I’ve long lost my patience for faux-middle grounders who claim to object to both sides of the debate when that’s not what they are doing at all. They are objecting to the entirity of one side and only extreme rhetoric on the other. What they suggest as compramise really only gives the hate mongers everything they want. Just without the explicit hate monger. Kinder, gentler fat prejudice is still fat prejudice. All the faux-middle grounders are doing is fighting for the status quo. They middle ground they claim is squarely on one side of the debate. But still they insist on the appearance of being “above it all” while their stance betrays them. Insisting on one side give up everything they believe in if the other side just tones down the hate a little is not genuinely trying to find a consensus. Constantly adopting the stance of “well, surely you don’t mean that” is not something I can respond to. If you see fat acceptace as the equivilance of vicious and racist fat hatred, then I don’t know how you can expect me to be able to justify myself to you.
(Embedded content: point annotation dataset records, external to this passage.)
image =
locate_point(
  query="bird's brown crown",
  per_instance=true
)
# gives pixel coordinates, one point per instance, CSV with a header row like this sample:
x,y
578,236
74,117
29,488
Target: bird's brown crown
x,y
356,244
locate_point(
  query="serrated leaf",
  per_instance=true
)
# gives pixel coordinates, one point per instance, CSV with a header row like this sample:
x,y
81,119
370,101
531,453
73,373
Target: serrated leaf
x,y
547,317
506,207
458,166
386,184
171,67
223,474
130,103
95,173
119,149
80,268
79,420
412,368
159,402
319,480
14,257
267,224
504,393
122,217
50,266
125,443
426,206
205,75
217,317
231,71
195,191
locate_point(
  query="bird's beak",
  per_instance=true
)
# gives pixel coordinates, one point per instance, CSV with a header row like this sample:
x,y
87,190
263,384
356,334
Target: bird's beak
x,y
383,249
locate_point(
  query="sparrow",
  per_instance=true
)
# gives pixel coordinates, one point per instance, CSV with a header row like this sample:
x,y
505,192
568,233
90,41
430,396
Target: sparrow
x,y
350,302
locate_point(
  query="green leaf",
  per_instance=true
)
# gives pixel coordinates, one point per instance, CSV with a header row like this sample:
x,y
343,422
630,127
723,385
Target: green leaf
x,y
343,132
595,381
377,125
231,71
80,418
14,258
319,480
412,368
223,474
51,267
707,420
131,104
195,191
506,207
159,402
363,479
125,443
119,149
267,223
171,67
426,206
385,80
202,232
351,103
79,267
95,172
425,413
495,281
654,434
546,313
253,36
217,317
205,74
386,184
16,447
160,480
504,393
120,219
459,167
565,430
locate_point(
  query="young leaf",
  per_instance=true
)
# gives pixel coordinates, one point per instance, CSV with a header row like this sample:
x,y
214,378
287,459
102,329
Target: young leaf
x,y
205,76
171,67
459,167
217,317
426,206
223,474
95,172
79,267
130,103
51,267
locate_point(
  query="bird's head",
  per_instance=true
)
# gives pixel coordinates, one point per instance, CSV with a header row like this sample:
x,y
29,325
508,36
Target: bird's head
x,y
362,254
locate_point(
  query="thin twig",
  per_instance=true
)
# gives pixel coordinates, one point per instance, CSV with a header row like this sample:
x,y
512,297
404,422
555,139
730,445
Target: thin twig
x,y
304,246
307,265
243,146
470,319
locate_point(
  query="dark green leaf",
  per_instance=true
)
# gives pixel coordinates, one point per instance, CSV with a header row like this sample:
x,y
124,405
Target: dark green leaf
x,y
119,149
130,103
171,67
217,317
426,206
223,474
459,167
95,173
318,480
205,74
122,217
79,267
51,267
I don’t expect you to justify yourself to me. Here’s the deal: The middle ground you say I’m not standing on exists, because I am squarely on it. I asked for cites to the studies that state that being fat is not bad for you. I asked for more information, and all you can do is attack me for not blindly following along behind you.
That’s fine. I don’t hate you for any reason. I do not hate fat people, because I myself am fat as is most of my family. You don’t truly want a consensus, you just want to rant.